Single by High Valley
- Released: April 3, 2019
- Genre: Country
- Length: 3:26
- Label: Atlantic; Warner Nashville;
- Songwriter(s): Brad Rempel; Jordan Schmidt; Derrick Southerland;
- Producer(s): Seth Mosley; Mike "X" O'Connor;

High Valley singles chronology
| "Young Forever" (2018) | "Single Man" (2019) | "Grew Up On That" (2020) |

Music video
- "Single Man" on YouTube

= Single Man (song) =

2019 song by Canadian country music group High Valley

"Single Man" is a song recorded by Canadian country group High Valley. The song was written by the group's frontman Brad Rempel along with Jordan Schmidt and Derrick Southerland.

==Background==
Both Rempel brothers of High Valley are married and have kids with their wives, and they elected to use a play-on-words with the sing title. Rather than singing about being a "single man", the song is the narrator singing about how they don't know a single man who wouldn't want what he has.
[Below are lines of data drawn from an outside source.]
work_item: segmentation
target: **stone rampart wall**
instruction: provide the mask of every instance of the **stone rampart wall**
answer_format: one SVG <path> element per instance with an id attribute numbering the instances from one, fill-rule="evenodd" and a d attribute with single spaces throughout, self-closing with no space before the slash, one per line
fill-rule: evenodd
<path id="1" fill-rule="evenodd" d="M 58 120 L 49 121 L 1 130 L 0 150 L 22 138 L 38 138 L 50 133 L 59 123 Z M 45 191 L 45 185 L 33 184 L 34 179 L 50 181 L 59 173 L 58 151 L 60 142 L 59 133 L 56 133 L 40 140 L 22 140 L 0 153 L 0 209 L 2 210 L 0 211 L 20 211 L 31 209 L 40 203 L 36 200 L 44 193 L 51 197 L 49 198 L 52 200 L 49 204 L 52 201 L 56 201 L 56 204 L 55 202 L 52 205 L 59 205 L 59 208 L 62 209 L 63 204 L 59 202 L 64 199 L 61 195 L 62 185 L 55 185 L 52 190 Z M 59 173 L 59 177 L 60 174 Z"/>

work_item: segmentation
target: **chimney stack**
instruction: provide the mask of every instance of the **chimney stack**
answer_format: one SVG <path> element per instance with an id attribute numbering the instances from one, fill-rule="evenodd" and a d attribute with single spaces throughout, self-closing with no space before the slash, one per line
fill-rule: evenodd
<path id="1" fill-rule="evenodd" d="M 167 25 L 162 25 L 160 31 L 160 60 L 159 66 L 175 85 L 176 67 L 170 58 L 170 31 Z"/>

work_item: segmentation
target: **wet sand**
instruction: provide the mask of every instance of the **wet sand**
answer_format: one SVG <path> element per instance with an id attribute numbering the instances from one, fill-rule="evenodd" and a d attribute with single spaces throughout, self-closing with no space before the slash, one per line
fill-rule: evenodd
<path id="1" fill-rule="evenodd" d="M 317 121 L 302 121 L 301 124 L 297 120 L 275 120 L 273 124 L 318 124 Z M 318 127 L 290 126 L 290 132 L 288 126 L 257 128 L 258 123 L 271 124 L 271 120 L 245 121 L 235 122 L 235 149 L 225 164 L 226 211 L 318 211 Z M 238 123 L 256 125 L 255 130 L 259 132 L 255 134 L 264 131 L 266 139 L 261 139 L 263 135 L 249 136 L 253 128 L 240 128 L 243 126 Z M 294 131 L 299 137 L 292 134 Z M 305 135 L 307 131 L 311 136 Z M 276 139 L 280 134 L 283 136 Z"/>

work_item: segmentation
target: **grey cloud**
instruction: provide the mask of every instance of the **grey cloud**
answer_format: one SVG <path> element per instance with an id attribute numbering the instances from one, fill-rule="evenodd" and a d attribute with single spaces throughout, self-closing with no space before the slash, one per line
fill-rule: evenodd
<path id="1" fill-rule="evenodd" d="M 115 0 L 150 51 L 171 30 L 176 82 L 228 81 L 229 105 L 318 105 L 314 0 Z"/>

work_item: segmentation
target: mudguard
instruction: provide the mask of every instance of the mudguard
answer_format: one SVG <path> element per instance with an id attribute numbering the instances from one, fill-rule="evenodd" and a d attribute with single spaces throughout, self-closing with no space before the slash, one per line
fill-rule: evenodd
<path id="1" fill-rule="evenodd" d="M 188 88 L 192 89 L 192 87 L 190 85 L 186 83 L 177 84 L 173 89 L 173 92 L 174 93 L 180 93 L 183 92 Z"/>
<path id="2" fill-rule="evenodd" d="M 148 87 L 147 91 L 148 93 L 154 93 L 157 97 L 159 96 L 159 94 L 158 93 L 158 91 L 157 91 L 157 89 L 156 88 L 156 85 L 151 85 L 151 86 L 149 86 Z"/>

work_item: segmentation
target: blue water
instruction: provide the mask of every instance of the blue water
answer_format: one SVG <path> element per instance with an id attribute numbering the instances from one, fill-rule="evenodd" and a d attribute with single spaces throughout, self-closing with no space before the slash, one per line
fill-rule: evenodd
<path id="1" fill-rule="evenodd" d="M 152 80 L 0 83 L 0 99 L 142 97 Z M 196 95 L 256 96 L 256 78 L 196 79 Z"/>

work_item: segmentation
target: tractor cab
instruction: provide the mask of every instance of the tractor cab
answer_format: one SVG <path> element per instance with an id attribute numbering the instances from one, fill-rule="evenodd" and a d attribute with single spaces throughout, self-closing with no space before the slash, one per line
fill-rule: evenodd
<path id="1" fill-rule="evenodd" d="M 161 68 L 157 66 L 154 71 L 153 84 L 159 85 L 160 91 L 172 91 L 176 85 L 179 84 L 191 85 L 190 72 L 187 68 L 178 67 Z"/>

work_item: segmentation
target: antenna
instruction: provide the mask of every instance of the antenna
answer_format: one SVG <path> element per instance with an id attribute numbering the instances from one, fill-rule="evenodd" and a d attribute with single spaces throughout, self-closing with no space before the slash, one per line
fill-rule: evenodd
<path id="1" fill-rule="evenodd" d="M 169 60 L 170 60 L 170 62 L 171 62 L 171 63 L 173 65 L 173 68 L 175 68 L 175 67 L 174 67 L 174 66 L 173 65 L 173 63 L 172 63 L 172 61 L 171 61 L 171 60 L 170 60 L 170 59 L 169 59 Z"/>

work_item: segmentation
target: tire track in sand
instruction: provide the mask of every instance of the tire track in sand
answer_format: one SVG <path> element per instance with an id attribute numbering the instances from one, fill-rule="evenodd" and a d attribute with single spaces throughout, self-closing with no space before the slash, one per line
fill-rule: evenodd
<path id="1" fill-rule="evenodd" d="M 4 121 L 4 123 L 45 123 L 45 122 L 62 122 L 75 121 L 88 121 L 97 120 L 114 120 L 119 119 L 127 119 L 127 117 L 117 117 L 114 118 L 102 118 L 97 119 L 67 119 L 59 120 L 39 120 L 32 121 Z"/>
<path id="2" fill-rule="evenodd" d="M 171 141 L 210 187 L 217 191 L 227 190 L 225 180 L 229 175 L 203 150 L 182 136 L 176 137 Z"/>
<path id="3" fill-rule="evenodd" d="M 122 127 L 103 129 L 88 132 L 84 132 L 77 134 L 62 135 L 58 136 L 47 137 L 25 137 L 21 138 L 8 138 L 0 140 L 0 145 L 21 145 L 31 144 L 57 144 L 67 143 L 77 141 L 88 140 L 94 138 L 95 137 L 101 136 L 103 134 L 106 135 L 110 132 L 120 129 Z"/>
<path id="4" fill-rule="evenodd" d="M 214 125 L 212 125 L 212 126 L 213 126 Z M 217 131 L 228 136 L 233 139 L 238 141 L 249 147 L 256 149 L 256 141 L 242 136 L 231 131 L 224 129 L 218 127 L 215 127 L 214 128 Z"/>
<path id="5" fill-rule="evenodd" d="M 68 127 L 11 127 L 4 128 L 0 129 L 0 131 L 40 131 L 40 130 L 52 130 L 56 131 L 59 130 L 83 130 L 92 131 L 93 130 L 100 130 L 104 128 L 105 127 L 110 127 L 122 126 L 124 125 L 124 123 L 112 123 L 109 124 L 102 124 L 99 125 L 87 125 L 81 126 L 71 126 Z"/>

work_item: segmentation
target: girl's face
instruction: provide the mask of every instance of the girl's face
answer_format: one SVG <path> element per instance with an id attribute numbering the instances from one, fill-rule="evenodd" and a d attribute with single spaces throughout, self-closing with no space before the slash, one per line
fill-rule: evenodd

Brad Rempel, who co-wrote the track, said he "loved how it talked about how sometimes, being single looks amazing but it never can beat what we have at home with our family".

==Critical reception==
Billy Dukes of Taste of Country said the song "feels like something you'd keep time with around the campfire", adding that High Valley "[doubles] down on the foot-stomping, rootsy sound they've softly been introducing to mainstream country music crowds in the United States. Nicole Bochinis of NY Country Swag called the track "upbeat", saying "the future is looking very bright" for the group.

==Commercial performance==
"Single Man" reached a peak of number two on the Billboard Canada Country chart, marking the group's sixth top five hit. It also peaked at number 81 on the Billboard Canadian Hot 100, their highest charting entry there since "Come On Down" in 2015. The track was certified Platinum by Music Canada.

==Music video==
The official music video for "Single Man" was filmed on a ranch outside Nashville, Tennessee, and features a man doing his best to be a good husband and father. It was directed by Sean Hagwell and premiered on May 1, 2019.

==Track listings==
Digital download – single
1. "Single Man" – 3:26

Digital download – single
1. "Single Man" (acoustic version) – 3:19

Digital download – single
1. "Single Man" (bluegrass version) – 3:51

==Charts==

Chart performance for "Single Man"
| Chart (2019) | Peak position |
|---|---|
| Canada (Canadian Hot 100) | 81 |
| Canada Country (Billboard) | 2 |

==Certifications==

Certifications for "Single Man"
| Region | Certification | Certified units/sales |
| Canada (Music Canada) | Platinum | 80,000^{‡} |
^{‡} Sales+streaming figures based on certification alone.